イタリアの街歩きは、もちろん、その街の名所旧跡を訪ね歩くことが主な目的の一つです。イタリアの街や村に必ずあるのが教会で、その次にお城や宮殿があります。お城や宮殿には博物館や美術館が付属していますから、これらだけでも観光するのが大変です。それに加えて、素晴らしい景色と美味しいイタリアの食べ物にも誘惑されてしまいます。ですから、1日だけの観光では街の文化や雰囲気を味わう時間がとれないこともあります。
今回は、個人的な興味もあり、ローマ時代の遺跡について話をしたいと思います。中世のイタリアを観光するのも大変なのにローマ遺跡観光までは時間が取れない人も多いと思いますが、これが、結構、面白いのです。ローマ遺跡は、イタリアの観光地のランキング、その20と21でも紹介しましたが、今回は、見方を少し変えてみました。
ローマ遺跡の中で、一番目立つのは、ローマのコロッセオのような大きな円形闘技場です。ローマのコロッセオはあまりにも有名なので知らない人はいないでしょう。コロッセオほど大きくはありませんが、各街にもローマ時代には円形闘技場がありました。これまで訪ねたことがあるところだけでも、ローマを除いて9つあります。まず、一番完全な形で残っているヴェローナのアレーナ(写真上段の左)、ほとんど形が無くなっているミラノの円形闘技場(写真上段の中)、パドヴァの円形闘技場は現在では綺麗な楕円形の公園になっています(写真上段の右)。ルーニでも円形闘技場が発掘されてましたが現在修復中の様です(写真中断の左)。リミニでは保育園の裏庭に遺跡だけがありました(写真中断の中)。ルッカでは中世に楕円形の広場として使われて現在に至っています(写真中断の右)。アレッツォでは遺跡を利用したコンサート会場になっていました(写真下断の左)。アッシジでは楕円形に住宅が並んでいます(写真下段の中)。ポンペイにも完全に近い状態のりっぱな円形競技場がありました(写真下段の右)。

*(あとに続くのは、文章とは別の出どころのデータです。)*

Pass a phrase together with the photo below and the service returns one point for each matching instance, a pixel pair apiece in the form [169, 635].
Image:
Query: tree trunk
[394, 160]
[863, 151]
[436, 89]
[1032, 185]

次は円形劇場です。これもあちこちにありました。地元ミラノでは、19世紀に建てられた建造物の下にありました。証券取引所の地下に残っていて、平日だけで、しかも予約しなければ見学できません。トリノではドゥオモと王宮の間にありました(写真上段の左)。ブレシアにもローマ時代の神殿遺跡のすぐ横に発掘途中の円形劇場がありました(写真上段の中)。ヴェローナでは街から離れたアディジェ川の向こう岸にありました(写真上断の右)。東の果てのトリエステではお城に続く坂の昇り口にありました(写真中断の左)。ルーニの円形劇場はまだ発掘途上です(写真中段の中)。ポンペイにはもちろん、かなり完全な形の円形劇場の遺跡があります(写真中段の右)。そして、シチリアのタオルミーナの円形劇場からは運が良ければエトナ山が見えます(写真下段の左)。それらのローマ時代の遺跡の他に、中世に建てられたローマ劇場もあります。ヴィチェンツアのオリンピコ劇場(写真下段の中)とサッピオネータにある古代劇場(写真下段の右)です。いずれも遠近法を駆使して小さな劇場を大きく見せる工夫が素晴らしいのです。



ローマのフォロ・ロマーナは素晴らしいですね。ローマ帝国の偉大さを感じます。ローマほどの規模の遺跡は見たことがありませんが、フォロの遺跡は各地にあります。しかし、街の中心部にあるフォロは、ミラノ、トリノ、リミニやヴィチェンツァ等のような歴史のある大都市では、中世の時代に、当時よりもより高い技術で堅固に出来ているローマ時代の建物の基礎を土台にして、現在でも貴重な中世の歴史的建造物を立ち並べてしまったのです。従って、そこにあるのはわかっていても発掘するわけにはいかないのです。要するに、現在でもフォロの遺跡が見られるところは、ローマ時代には大都市であっても、ローマにあるフォロ・ロマーナを除いて、今ではほとんど消滅しているような小さな田舎街に限られてしまいます。写真左はルーニのフォロ遺跡、写真中はアクィレイアのフォロ遺跡で、写真右はポンペイのフォロ遺跡です。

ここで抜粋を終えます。